Department of Radiation Oncology and Molecular Radiation Sciences, Johns Hopkins University, Baltimore, Maryland.
HCor Neuroscience Institute, Heart Hospital (HCor), São Paulo, São Paulo, Brazil.
Int J Radiat Oncol Biol Phys. 2021 Sep 1;111(1):68-80. doi: 10.1016/j.ijrobp.2021.04.016. Epub 2021 Apr 20.
The purpose of this critical review is to summarize the literature specific to single-fraction stereotactic radiosurgery (SRS) and multiple-fraction stereotactic radiation therapy (SRT) for postoperative brain metastases resection cavities and to present practice recommendations on behalf of the ISRS.
The Medline and Embase databases were used to apply the Preferred Reporting Items for Systematic Reviews and Meta-Analyses approach to search for manuscripts reporting SRS/SRT outcomes for postoperative brain metastases tumor bed resection cavities with a search end date of July 20, 2018. Prospective studies, consensus guidelines, and retrospective series that included exclusively postoperative brain metastases and had at minimum 100 patients were considered eligible.
The Embase search revealed 157 manuscripts, of which 77 were selected for full-text screening. PubMed yielded 55 manuscripts, of which 23 were selected for full text screening. We deemed 8 retrospective series, 1 phase 2 prospective study, 3 randomized controlled trials, and 1 consensus contouring paper appropriate for inclusion. The data suggest that SRS/SRT to surgical cavities with prescription doses of 30 to 50 Gy equivalent effective dose (EQD) 2, 50 to 70 Gy EQD2, and 70 to 90 EQD2 are associated with rates of local control ranging from 60.5% to 91% (median, 80.5%). Randomized data suggest improved local control with single-fraction SRS compared with observation and improved cognitive outcomes compared with whole-brain radiation therapy (WBRT). The toxicity of SRS/SRT in the postoperative setting was limited and is reviewed herein.

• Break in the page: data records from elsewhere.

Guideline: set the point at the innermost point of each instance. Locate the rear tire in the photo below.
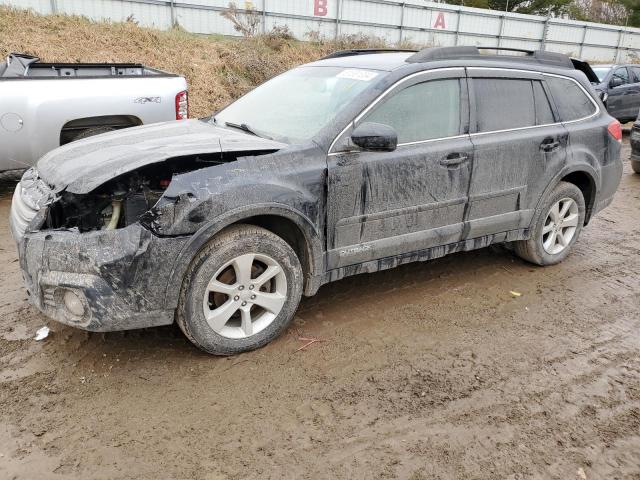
(91, 132)
(226, 305)
(556, 226)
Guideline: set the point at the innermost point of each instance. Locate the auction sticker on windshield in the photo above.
(357, 74)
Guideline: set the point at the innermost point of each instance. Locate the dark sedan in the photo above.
(619, 88)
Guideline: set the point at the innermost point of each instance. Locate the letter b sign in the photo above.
(320, 8)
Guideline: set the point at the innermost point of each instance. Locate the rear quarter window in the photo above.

Although randomized data raise concern for poorer local control after resection cavity SRS than WBRT, these findings may be driven by factors such as conservative prescription doses used in the SRS arm. Retrospective studies suggest high rates of local control after single-fraction SRS and hypofractionated SRT for postoperative brain metastases. With a superior neurocognitive profile and no survival disadvantage to withholding WBRT, the ISRS recommends SRS as first-line treatment for eligible postoperative patients. Emerging data suggest that fractionated SRT may provide superior local control compared with single-fraction SRS, in particular, for large tumor cavity volumes/diameters and potentially for patients with a preoperative diameter greater than 2.5 cm.
本综述的目的是总结单次立体定向放射外科(SRS)和多次立体定向放射治疗(SRT)在术后脑转移瘤切除术后的文献,并代表国际立体定向放射外科研究学会(ISRS)提出实践建议。
使用 Medline 和 Embase 数据库,采用系统评价和荟萃分析的首选报告项目方法,搜索截至 2018 年 7 月 20 日报告术后脑转移瘤肿瘤床切除术后 SRS/SRT 结果的文献。纳入标准为前瞻性研究、共识指南和仅包括术后脑转移瘤且至少有 100 例患者的回顾性系列研究。
Embase 搜索显示 157 篇手稿,其中 77 篇被选为全文筛选。PubMed 产生了 55 篇手稿,其中 23 篇被选为全文筛选。我们认为 8 项回顾性系列研究、1 项 2 期前瞻性研究、3 项随机对照试验和 1 项共识轮廓论文适合纳入。数据表明,处方剂量为 30 至 50 Gy 等效有效剂量(EQD)2、50 至 70 Gy EQD2 和 70 至 90 EQD2 的 SRS/SRT 治疗手术腔与 60.5%至 91%(中位数 80.5%)的局部控制率相关。随机数据表明,与观察相比,单次 SRS 治疗比单次 SRS 治疗更能提高局部控制率,与全脑放疗(WBRT)相比,认知功能改善。术后 SRS/SRT 的毒性是有限的,本文对此进行了综述。
尽管随机数据表明,与 WBRT 相比,术后切除腔 SRS 后的局部控制率较差,但这些发现可能是由于 SRS 臂中使用的保守处方剂量等因素所致。回顾性研究表明,单次 SRS 和术后脑转移分次 SRT 治疗的局部控制率较高。由于具有优越的神经认知特征且不拒绝 WBRT 治疗不会带来生存劣势,ISRS 建议 SRS 作为有资格的术后患者的一线治疗方法。新出现的数据表明,与单次 SRS 相比,分次 SRT 可能提供更好的局部控制,特别是对于较大的肿瘤腔体积/直径和术前直径大于 2.5cm 的患者。